И он снова исчез. Я недоуменно сорвал несколько крупных кистей разноцветных ягод и принялся терпеливо ждать. Вскоре он появился в сопровождении прекрасной Консуэло, чьи прелестные глаза были исполнены самой очаровательной тревоги.
— Ну конечно, — говорил Энрикес сестре, таинственно понизив голос, однако произнося слова с необычайной отчетливостью, — каждый уважающий себя американец поступает именно так! Прежде всего он приветствует даму, которой наносит визит, цветами или фруктами, собранными собственными руками. Таков обычай американских гидальго 3
! Великий боже! Ну что тут поделаешь!Я так не поступаю — это уж верно! Не сомневаюсь, что он сейчас как раз этим и занят! Вот почему он позволил своей кобыле войти сюда первой: этикет требует, чтобы подношение совершалось в пешем виде. Ну конечно! Взирай, вот и он! Дон Франциско! Сейчас он спустится с дерева. Ах, ты краснеешь, сестренка? (Лукаво.) Я удаляюсь! Я тактичен: я знаю, один из двух лишний! Я даю стрекача! Я исчез!
Не знаю, насколько Консуэло поверила объяснениям своего хитроумного брата, я выяснять не стал, ибо, когда я подошел к ней со своим букетом, ее оливковые щечки окрасил румянец, а во взгляде мелькнула красноречивая робость, чего было вполне достаточно, чтобы повергнуть меня в состояние безнадежного слабоумия.

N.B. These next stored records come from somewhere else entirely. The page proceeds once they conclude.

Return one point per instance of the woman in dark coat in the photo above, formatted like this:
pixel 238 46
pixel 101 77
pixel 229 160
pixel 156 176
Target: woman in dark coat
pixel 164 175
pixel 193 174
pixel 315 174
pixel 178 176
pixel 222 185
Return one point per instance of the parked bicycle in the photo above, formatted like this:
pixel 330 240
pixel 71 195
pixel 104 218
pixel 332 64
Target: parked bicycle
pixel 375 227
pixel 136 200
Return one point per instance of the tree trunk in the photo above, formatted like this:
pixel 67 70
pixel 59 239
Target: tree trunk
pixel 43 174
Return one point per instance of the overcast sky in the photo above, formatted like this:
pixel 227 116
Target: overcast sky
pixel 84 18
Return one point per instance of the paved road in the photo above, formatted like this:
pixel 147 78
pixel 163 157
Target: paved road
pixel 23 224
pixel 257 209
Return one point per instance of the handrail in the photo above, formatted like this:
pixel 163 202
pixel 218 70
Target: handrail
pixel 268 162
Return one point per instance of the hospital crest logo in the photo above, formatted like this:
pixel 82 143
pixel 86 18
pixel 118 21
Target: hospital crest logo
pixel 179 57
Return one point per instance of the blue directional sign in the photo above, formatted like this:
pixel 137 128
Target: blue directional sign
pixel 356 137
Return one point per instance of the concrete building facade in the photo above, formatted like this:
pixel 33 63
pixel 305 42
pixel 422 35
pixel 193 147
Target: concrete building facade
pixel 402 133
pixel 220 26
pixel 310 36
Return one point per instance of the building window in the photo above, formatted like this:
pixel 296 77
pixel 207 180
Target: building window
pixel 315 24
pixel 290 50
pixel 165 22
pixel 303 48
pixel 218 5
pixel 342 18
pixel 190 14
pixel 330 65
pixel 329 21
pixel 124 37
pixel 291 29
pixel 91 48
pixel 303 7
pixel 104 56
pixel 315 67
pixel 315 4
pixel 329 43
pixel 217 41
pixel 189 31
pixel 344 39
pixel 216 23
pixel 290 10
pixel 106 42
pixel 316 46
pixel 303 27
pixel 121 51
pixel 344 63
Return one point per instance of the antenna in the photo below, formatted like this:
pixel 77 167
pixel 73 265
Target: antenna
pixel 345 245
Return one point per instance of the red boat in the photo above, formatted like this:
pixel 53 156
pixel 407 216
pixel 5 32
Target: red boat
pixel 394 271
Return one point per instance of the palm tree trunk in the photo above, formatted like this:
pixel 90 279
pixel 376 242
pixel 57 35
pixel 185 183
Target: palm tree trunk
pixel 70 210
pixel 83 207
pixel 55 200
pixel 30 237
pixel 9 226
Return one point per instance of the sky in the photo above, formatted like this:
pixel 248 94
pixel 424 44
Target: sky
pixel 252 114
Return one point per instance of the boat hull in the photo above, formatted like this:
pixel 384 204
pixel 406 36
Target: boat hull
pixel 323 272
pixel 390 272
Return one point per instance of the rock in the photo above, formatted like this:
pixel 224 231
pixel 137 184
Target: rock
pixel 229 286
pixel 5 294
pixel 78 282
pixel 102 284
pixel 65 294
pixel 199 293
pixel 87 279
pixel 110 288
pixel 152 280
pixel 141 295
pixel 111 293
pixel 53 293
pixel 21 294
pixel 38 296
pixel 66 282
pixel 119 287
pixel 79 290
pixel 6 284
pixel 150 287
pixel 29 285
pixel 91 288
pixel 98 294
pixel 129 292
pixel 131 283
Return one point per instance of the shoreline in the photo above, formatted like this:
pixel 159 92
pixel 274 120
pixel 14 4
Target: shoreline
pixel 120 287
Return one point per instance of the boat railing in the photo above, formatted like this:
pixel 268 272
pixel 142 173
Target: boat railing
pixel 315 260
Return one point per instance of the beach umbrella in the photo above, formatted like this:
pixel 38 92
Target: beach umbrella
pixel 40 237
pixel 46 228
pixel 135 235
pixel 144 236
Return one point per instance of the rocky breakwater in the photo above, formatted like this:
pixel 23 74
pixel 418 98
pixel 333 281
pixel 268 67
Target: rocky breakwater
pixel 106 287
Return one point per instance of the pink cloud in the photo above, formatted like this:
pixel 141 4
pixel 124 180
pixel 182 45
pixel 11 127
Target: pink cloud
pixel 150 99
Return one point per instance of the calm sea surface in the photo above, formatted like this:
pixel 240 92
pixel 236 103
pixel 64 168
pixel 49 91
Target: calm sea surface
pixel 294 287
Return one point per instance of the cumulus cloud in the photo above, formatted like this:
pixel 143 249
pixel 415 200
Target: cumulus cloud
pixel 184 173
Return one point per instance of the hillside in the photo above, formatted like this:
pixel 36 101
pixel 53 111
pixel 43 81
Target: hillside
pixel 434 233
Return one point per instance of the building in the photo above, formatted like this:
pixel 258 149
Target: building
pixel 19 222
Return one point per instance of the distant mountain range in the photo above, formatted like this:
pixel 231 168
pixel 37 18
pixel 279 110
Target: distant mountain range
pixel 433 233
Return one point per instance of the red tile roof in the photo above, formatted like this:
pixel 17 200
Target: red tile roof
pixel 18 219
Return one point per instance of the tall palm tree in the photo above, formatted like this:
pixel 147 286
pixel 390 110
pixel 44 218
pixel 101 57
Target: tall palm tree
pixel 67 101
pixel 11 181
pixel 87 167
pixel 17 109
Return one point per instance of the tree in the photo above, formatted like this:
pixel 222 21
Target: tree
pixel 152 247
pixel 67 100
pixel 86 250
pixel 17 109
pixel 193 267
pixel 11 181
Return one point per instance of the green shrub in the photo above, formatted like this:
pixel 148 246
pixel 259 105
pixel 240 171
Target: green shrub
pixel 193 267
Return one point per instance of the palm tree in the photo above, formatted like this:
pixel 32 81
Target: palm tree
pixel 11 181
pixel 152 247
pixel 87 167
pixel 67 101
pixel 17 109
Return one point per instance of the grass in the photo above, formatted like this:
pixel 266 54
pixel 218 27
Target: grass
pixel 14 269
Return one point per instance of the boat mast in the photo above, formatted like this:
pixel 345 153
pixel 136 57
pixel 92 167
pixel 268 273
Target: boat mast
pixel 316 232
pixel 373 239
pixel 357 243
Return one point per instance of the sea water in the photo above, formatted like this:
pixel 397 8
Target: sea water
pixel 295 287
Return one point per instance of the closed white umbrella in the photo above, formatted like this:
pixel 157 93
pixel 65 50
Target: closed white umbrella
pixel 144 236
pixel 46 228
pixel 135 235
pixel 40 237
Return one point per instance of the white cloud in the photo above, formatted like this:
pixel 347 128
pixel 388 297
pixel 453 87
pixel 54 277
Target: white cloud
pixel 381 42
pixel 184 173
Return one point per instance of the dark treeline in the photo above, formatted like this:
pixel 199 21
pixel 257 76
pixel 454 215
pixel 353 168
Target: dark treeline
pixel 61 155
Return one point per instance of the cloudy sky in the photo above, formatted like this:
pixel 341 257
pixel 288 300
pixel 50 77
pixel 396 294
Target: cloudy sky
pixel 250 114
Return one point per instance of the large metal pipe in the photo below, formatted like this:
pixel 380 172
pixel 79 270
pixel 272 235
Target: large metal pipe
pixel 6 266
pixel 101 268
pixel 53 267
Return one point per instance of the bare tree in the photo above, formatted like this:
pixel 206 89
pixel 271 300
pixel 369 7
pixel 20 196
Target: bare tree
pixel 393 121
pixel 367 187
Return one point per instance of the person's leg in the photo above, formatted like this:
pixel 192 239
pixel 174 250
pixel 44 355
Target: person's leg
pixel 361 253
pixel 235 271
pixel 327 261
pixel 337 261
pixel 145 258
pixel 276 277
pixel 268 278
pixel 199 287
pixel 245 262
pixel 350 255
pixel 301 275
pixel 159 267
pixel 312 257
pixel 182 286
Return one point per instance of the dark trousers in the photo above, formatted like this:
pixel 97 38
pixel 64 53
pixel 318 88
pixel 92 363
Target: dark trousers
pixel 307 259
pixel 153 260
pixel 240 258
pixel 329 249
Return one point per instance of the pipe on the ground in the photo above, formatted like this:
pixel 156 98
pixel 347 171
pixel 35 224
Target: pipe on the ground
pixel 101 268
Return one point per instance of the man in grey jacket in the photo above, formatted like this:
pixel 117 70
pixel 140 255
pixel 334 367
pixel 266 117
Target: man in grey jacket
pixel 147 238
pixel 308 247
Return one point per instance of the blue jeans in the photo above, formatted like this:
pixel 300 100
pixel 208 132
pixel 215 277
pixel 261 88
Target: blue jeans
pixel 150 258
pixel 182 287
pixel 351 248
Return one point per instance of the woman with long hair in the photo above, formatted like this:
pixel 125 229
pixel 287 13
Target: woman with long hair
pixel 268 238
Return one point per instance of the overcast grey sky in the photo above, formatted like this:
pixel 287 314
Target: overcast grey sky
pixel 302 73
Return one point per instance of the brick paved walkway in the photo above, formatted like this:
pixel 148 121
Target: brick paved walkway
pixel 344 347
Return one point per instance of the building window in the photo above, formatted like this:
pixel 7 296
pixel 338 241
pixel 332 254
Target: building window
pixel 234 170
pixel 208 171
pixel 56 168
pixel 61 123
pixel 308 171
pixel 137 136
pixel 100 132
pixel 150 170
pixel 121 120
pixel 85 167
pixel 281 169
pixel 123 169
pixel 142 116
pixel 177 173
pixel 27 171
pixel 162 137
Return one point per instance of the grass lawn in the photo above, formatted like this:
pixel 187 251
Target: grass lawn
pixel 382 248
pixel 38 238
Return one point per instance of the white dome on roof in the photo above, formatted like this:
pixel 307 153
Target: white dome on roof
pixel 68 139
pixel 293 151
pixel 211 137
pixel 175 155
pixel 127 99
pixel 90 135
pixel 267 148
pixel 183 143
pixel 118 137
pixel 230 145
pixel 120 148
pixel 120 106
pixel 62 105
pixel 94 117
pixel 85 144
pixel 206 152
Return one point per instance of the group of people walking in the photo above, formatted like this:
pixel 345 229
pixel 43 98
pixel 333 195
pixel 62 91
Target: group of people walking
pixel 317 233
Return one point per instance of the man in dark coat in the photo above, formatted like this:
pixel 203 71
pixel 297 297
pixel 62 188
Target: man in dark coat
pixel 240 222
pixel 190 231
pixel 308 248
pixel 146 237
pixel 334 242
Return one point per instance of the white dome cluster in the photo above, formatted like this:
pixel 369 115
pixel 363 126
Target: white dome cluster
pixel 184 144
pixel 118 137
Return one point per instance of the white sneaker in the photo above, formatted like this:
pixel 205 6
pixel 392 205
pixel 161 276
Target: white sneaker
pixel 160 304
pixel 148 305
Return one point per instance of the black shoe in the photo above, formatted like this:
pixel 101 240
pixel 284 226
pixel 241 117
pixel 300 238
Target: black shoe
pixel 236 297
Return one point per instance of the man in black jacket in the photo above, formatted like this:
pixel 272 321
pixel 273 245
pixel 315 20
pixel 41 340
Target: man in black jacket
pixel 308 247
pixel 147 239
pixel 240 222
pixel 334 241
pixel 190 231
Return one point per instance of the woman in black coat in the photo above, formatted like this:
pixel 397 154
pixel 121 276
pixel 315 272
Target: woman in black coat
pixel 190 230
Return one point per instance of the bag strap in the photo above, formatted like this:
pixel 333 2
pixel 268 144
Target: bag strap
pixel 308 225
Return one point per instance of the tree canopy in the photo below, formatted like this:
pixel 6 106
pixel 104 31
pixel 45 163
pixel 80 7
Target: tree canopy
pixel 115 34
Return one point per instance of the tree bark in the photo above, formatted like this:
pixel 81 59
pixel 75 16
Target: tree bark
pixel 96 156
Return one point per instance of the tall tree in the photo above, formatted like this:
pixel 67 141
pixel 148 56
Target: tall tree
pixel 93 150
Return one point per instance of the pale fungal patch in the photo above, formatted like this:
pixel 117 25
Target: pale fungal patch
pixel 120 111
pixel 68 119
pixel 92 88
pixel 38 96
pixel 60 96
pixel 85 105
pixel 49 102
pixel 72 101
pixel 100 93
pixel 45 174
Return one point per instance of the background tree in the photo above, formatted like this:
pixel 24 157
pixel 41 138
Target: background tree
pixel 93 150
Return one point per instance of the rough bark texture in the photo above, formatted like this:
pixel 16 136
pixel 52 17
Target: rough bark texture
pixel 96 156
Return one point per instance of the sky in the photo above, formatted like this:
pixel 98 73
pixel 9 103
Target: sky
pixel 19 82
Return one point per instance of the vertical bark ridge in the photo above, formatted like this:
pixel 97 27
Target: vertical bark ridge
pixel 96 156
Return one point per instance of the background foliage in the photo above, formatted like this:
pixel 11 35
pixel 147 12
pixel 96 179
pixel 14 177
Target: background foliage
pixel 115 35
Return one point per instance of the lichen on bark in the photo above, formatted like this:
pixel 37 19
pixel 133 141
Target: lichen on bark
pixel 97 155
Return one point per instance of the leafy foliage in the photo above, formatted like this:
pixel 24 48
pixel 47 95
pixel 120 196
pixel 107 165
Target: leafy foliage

К тому же я неизменно с глубокой горечью сознавал, что Консуэло склонна к чувствительной восторженности, а также к изысканнейшей средневековой романтике, в которых я — увы! — был позорно не осведомлен. Даже в самые счастливые наши минуты я всегда чувствовал, что безнадежно отстаю от этой дщери мрачно прославленных предков, совершающей столь частые набеги в страну туманного, но поэтического прошлого. В тоненькой, но очаровательно величавой фигурке, ступившей мне навстречу, чтобы принять мои спасительные дары, было что-то от настоящей испанской сеньоры. Если бы не присутствие всевидящего Энрикеса, я, верно, упал бы на колени, вручая их. Только к чему я вспомнил, даже в эту минуту, что он прозвал ее «Помпой»? Это, как мог бы заметить сам Энрикес, было «печально и странно».
Запинаясь, я пробормотал что-то о том, что отдаю эти ягоды ей «во владение» (дерево росло в ее же собственном саду!), а она протянула смуглую ручку, нежно ответив на мой взгляд, исполненный неизъяснимого восторга.